DNS Servers: What Are They and Why Are They Used?

The Domain Name System (DNS) is a naming system based on a distributed computer database for devices, computers, and any other element with an internet connection. It translates domain names that people can read (ex., facebook.com) into equipment-associated numerical identifiers, which lets users locate and connect devices worldwide.

DNS is analogical to the phone books, which are now becoming obsolete. They are their equivalent in the digital age. They link the domain to the server’s actual IP address, which holds the information the browser requests.

How do DNS Servers Work?

DNS servers hold and distribute the DNS directory globally. They are interlinked and communicate regularly to build redundancy and synchronize directory data.

A domain can have just one associated IP address, hundreds or tens of thousands. For example, eBay has thousands of servers all over the world. A customer uses one physical server in one country or geographical region, which is totally different from what another user in another country accesses. Internet services are global in nature, which necessitates a network of scalable and distributed DNS servers to make sure users can find the requested server’s location quickly, irrespective of where they are based.

Common DNS Issues

Given the complexity of DNS servers, it’s hardly a surprise that issues can arise. The most common ones include unresponsive servers, resolution failure, high latency, wrongly configured servers, and high Time to Live (TTL) values. 

Resolution failure

Resolution failure occurs when the server can’t link an IP to a domain name. The usual cause is network connectivity problems, wrong configuration, or an unregistered domain.

Unresponsive server

The “DNS server not responding” error manifests when the server’s configuration is wrong or the server is down. Poor network connection can also cause it.

High DNS latency

Latency means how much time data takes to reach its destination over a network and then return to its source. It’s measured in milliseconds (ms) and should be as low as possible. The higher the latency, the more time a site takes to load.

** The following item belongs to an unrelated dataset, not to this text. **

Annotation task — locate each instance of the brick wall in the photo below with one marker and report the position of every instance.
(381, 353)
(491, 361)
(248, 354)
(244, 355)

Latency is adversely impacted by network congestion. In addition, the server’s location is a crucial factor. Logically, latency is high when the user is far from the server.

Incorrect DNS configuration

Poorly or wrongly configured records cause DNS problems quite often. Mistakes in your records’ IP addresses and values lead to DNS resolution issues. Moreover, configuration mistakes in records make it impossible for the server to send and receive emails.

High TTL

The Time to Live (TTL) is how long a cached record should exist before a new one is requested. It is measured in seconds and set within each DNS configuration record. Usually, high TTL values are set for DNS records that don’t change often, like MX or TXT. However, a low value is needed for resources that undergo frequent updates. It is critical for website and network changes. The wrong setting can lead to downtime and high propagation waiting time.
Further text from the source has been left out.